Paolo Scaroni, Amministratore Delegato Eni - presentazione della mostra Caravaggio a Porto Ercole

"L'esposizione a Porto Ercole del San Giovanni Battista di Caravaggio è la più recente testimonianza dell'impegno di eni nella promozione della cultura. Nella tradizione di questa grande azienda c'è da sempre la passione per le sfide. Siamo stati tra i primi a immaginare che le nostre capacità di essere attori nell'energia potessero portare buoni risultati anche in un mondo apparentemente lontano dal nostro, come quello delle arti, dello spettacolo e della scienza.
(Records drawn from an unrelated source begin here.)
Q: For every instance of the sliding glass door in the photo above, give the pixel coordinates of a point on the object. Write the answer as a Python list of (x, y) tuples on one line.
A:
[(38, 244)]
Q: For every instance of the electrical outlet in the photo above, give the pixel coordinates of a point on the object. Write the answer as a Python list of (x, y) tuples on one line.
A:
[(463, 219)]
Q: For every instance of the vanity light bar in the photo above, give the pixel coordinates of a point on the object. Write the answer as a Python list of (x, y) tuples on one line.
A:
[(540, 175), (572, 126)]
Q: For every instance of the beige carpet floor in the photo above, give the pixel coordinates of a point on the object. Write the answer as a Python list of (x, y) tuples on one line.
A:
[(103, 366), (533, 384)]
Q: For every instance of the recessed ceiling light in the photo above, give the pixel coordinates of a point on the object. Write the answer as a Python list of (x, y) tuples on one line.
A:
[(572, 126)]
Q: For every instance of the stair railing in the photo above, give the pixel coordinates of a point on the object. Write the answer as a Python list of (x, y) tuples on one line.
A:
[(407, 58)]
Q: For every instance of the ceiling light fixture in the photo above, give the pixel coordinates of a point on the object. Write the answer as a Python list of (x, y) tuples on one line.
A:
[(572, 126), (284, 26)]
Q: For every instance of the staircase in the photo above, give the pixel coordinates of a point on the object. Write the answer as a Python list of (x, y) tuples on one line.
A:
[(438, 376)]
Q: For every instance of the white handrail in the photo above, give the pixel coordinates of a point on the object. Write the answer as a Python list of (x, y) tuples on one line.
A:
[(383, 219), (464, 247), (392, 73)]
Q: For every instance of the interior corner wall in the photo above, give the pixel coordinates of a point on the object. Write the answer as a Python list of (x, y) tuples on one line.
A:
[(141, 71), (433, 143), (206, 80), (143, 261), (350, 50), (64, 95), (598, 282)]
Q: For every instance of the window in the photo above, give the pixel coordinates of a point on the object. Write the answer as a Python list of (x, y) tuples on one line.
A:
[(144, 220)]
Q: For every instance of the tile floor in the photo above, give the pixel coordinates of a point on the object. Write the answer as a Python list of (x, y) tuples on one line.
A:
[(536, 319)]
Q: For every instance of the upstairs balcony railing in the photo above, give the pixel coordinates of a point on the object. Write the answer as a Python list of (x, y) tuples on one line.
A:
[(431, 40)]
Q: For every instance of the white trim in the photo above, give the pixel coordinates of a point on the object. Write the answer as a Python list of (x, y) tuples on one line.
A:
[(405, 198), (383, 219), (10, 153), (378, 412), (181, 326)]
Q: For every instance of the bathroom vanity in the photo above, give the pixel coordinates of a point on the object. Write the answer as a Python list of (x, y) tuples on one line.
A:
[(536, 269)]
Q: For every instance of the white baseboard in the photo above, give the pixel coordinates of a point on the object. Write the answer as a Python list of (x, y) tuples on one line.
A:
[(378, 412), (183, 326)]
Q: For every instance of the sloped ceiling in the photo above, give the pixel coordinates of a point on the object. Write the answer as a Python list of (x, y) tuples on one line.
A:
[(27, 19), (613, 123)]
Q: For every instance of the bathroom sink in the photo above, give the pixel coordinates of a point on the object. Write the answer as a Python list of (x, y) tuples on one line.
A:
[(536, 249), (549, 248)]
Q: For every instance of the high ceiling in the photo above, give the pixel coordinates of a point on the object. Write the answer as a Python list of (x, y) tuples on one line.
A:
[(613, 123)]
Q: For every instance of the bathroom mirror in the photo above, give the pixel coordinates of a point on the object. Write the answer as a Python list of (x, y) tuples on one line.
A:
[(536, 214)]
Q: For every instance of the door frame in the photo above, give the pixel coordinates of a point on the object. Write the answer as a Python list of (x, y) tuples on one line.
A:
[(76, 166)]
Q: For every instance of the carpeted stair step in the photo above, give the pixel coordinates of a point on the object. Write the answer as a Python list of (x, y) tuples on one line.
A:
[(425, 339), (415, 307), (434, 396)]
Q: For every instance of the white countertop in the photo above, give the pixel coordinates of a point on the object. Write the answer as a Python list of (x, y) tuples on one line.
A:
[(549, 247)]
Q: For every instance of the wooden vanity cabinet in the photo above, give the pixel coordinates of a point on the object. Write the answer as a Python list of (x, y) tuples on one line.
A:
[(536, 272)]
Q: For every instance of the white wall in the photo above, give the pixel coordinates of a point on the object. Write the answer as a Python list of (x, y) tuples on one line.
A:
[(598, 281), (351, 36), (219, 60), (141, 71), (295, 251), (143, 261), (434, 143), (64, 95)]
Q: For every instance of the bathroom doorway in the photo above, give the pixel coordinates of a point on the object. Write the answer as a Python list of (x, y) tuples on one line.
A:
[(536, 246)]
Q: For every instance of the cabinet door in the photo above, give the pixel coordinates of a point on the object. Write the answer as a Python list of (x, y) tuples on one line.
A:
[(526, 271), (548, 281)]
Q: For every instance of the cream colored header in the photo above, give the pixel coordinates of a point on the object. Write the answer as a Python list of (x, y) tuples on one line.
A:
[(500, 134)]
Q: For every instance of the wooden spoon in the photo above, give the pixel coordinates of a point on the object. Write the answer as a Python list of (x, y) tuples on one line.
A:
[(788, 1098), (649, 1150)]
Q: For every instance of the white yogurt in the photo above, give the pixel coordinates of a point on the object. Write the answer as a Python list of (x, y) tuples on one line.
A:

Nel corso degli ultimi anni abbiamo scommesso su una formula espositiva originale che prevede, come nel caso del San Giovanni, la presentazione di un'unica opera e la realizzazione di strumenti di approfondimento che ne mettano in luce le caratteristiche, la storia, gli aneddoti. Abbiamo dimostrato di essere innovativi e di averela capacità di progettare eventi culturali, dalla fase di ideazione, alla comunicazione, fino alla loro diffusione sul territorio.
Tutto ciò è stato possibile grazie a una strategia basata sul rovesciamento del vecchio concetto di sponsorship a favore di una visione più attiva, dinamica e consapevole del rapporto tra impresa e cultura. L'evento di Porto Ercole è dunque segno di una volontà che va ben oltre la promozione di un marchio: è la consapevolezza dei benefici della cultura sulla società, un messaggio su cui vale la pena investire ancora per alimentare con nuova linfa lo sviluppo di domani."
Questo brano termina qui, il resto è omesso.